La mer débouche ses bouteilles
de vins moussants.

Dansent comme des pantins
mes désirs, aérés par les vents ;
et coulent à pic en sanglotant,
les mains ouvertes, distendues.

La mer enivre mes sarcasmes –
aiguille d’horloges noires,
noctambules ;
conscience amère de la vie.
Lassitude.
Chavirements.
Gorges chevrotantes.

De jour en jour
j’apprête mes valises ;
je change les airs et les heures !

Les grises saisons m’ont laissé
le silence de ses lampions
infirmes, de veillée funèbre ;
et les ports leurs grues et leurs bateaux
enfiévrés d’esclaves et d’avertisseurs sonores.

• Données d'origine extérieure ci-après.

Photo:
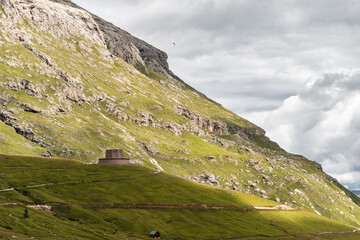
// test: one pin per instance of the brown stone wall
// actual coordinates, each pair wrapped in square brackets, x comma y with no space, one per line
[114,153]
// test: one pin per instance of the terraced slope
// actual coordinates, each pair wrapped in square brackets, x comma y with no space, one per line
[64,94]
[69,200]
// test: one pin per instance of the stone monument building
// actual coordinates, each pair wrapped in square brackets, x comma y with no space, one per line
[115,157]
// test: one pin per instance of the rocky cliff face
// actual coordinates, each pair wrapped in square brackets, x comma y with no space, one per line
[65,90]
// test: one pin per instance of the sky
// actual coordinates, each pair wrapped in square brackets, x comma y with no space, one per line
[292,67]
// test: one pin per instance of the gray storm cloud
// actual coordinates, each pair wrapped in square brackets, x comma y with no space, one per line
[257,58]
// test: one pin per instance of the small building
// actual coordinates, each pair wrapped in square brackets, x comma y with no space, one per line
[155,234]
[115,157]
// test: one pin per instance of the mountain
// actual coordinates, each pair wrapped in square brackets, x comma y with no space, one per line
[357,192]
[73,85]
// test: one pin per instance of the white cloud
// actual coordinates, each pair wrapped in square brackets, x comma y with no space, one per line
[323,123]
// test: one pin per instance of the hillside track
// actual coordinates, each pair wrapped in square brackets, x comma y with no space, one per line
[308,236]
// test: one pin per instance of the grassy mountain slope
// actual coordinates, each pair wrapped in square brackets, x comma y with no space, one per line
[105,202]
[63,94]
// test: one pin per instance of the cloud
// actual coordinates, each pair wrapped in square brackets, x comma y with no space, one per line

S’allongent les aiguilles des horloges noires.
Sarcasmes.
Dansent mes pantins, aérés par les vents
sur le coin perdu grisâtre du matin.

*

El viajero amargado

Gris andurrial de la mañana.
El mar descorcha sus botellas
de vinos espumosos.

Bailan como muñecos
mis anhelos, oreados por los vientos;
y vanse a pique sollozando,
con las manos abiertas, distendidas.

El mar embriaga mis sarcasmos
aguja de relojes negros,
trasnochadores;
conciencia amarga de la vida.
Hastío.
Zozobras.
Gargantas temblorosas.

De día en día
preparo mis maletas;
cambio los aires y las horas!

Las grises estaciones me han dejado
el silencio de sus faroles
enfermos, de velorios;
y los puertos sus guinches y sus barcos
afiebrados de esclavos y bocinas.

Se alargan las agujas de los relojes negros.
Sarcasmos.
Bailan mis muñecos, oreados por los vientos
en el gris andurrial de la mañana.

***

Jacobo Fijman (1898–1970)Molino rojo (1926) – Poèmes, Po&sie, vol. 111, no. 1, 2005 – Traduit de l’espagnol (Argentine) par Amador Calvo.